教育を受けていないと、適切に言葉を発するのも難しい。自分の内面を整理して、困っていることや怒りをむき出しにすることも難しい。むき出しにすれば、社会の怒りを買う。
教育を受けていなくても、絞り出される怒りや悲しみがあって、その言葉は、届くべきなのに、「不備」ばかり注目されて、「正しい」言葉遣いを求められて、その過程に抹殺される。言葉を獲得したり、将来を獲得するために、もっと教育を受けたいと願うこと自体も「贅沢」だとバッシングされる。
教育を遠ざけることは、言葉を奪うことと同義だ。どんな言葉でも、それが絞り出されたものならば、受け止めなければいけないのに、社会通念や、体制批判になると、庶民同士で監視が始まり、「正しくなさ」を見つけられる。
文化的な生活を最低限保障されている。憲法で。それが人間らしい生活だから。
でも、趣味を持っていたり、楽しみを持っていたりすると、「贅沢だ」と言われる。
人は、食べて寝るだけでは生きていけない。楽しみがないと、誇りがないと、未来に向かう夢がないと、生きていく気力を失う。
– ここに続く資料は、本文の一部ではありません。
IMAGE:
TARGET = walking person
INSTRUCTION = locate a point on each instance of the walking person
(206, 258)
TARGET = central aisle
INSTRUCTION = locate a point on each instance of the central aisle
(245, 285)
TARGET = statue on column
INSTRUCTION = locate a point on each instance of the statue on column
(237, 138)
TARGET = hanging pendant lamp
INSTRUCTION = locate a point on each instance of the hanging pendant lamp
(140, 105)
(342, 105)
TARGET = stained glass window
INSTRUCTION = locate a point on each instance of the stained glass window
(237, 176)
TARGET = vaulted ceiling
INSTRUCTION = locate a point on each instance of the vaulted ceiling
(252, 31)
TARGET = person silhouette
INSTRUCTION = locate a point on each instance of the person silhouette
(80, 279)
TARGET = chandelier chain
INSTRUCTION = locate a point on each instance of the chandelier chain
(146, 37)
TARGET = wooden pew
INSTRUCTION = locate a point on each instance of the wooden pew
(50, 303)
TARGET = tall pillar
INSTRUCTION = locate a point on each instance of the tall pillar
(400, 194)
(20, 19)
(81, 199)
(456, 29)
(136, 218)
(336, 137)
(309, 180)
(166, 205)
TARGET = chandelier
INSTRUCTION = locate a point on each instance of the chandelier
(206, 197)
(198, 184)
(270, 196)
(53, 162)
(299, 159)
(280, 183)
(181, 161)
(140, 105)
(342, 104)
死んでもいいかと思ってしまう。
普通の人は、趣味がなくても生きていけるのだろうか。疑問に思う。趣味を持たない人たちもたくさんいる。その人たちはどうやって、今日も生きていこうと思えるのだろうか。苦しいことを乗り越えて。
「弱い」とみなされている側が「言葉」を発すると、徹底的にたたかれる。
弱い側の言葉は、攻撃的だといわれる。
それは、社会を傷つけるものだと思われる。そう、弱い人の言うことは、今の社会を肯定しないから。否定するから。
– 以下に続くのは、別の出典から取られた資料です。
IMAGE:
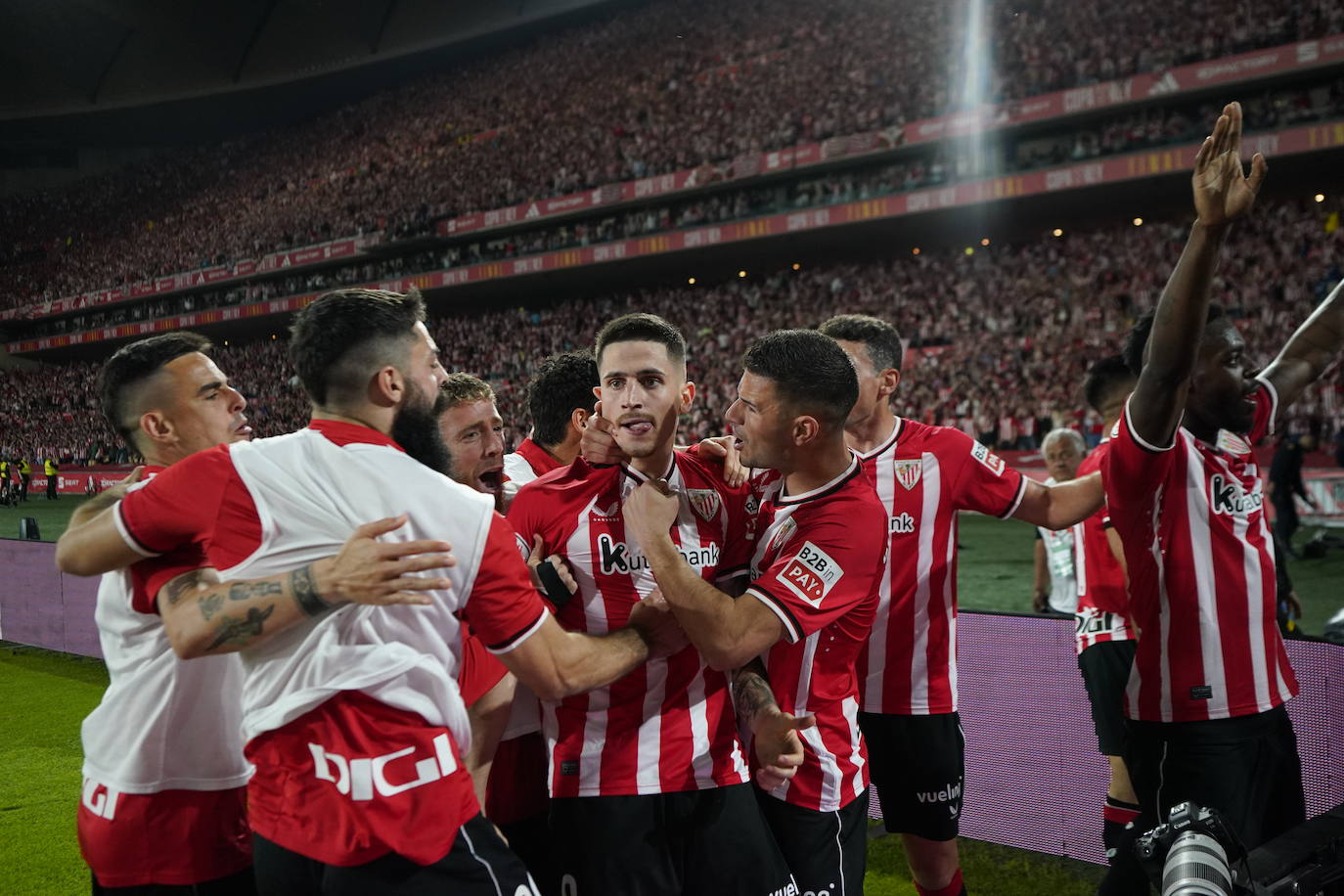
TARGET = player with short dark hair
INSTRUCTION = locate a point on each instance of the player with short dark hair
(1211, 676)
(354, 720)
(816, 567)
(560, 400)
(908, 672)
(1105, 636)
(652, 762)
(164, 792)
「普通」の側にいるつもりの人たちは、自分のアイデンティティが傷つけられたと思って、興奮する。
差別があると、指摘すると「傷ついたのはこちらだ」と逆上する人たちをどれだけ見てきただろうか。どれだけそういう人たちがいただろうか。
差別した人に、差別を指摘すると、差別する人は「傷ついた」「慰めろ」と言ってくる。わたしは、自分の尊厳が脅かされたことを横において、その対応を迫られる。
傷つけてくる人たちは、どうあっても、弱い人に弱い立場でいてほしいようなのに、まるで、こちらが強い人間化のように、甘えてくる。傷ついたのは、被害者なのは、こちらだと、迫ってくる。
いやちがう、最初に攻撃して、わたしを脅かしたのはあなただ、というと「悪気はなかった、今までそれで困っていなかった、勉強するのはめんどうだ」と答えが返ってくる。
差別する人は、差別を指摘すると「差別しているとは知らなかった。それを知って傷ついた」という。じゃあ差別されることで、傷つけられたこちらの尊厳はどうなるのだろう。傷つけた相手に、「説明」や「謝罪」をいくらでも求めてくる人たち。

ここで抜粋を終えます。